SMASHED: SPEAKING HISTORIES OF INSURRECTION

 

 

“SMASHED: Speaking Histories of Insurrection” consisted of an audio piece by Hannah O’Flynn that forms part of “The Critical Drinking Curriculum”, a series co-curated by Vita Buivid and Hannah O’Flynn on the political history of alcohol. The piece enquires into the Irish pub as a political space for community building, transmission of oral history and anti-colonial organising within the context of the long British colonial occupation of Ireland.

The work shown is a sonic collage of conversations with Michelle Turley, Pádraigín O’Flynn, Ian Nolan and Niall O’Flynn on the space created around the practice of collective drinking, and its relation to the disavowal of and organisation against an oppressive colonial regime. The research on the collective memories of Ireland’s colonisation and resistance is approached through storytelling and the re-telling of personal and family histories deeply entrenched in this history.

The space of the pub becomes the prism into this research due to drunkenness’ close relationship to the transmission of oral history. This is of particular importance in the Irish context due to its long history under colonial rule, where official written history was controlled by the British — drunk oral history becoming, thus, a possible space for insurgency.

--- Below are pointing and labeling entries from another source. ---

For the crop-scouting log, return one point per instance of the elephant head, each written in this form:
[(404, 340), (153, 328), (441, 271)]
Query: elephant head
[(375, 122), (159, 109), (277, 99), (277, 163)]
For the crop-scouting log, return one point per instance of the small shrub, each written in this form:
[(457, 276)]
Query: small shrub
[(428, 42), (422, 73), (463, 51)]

What place does the pub occupy within the social fabric? In what ways can the pub be a space of learning? How do the voices of the oppressed move through and around a system of violent silencing? In what ways does drunk speech escape discipline? What are the ways in which one listens? What does contagious singing have to do with collective political activation? Is there a direct relation between higher alcohol consumption and political despair?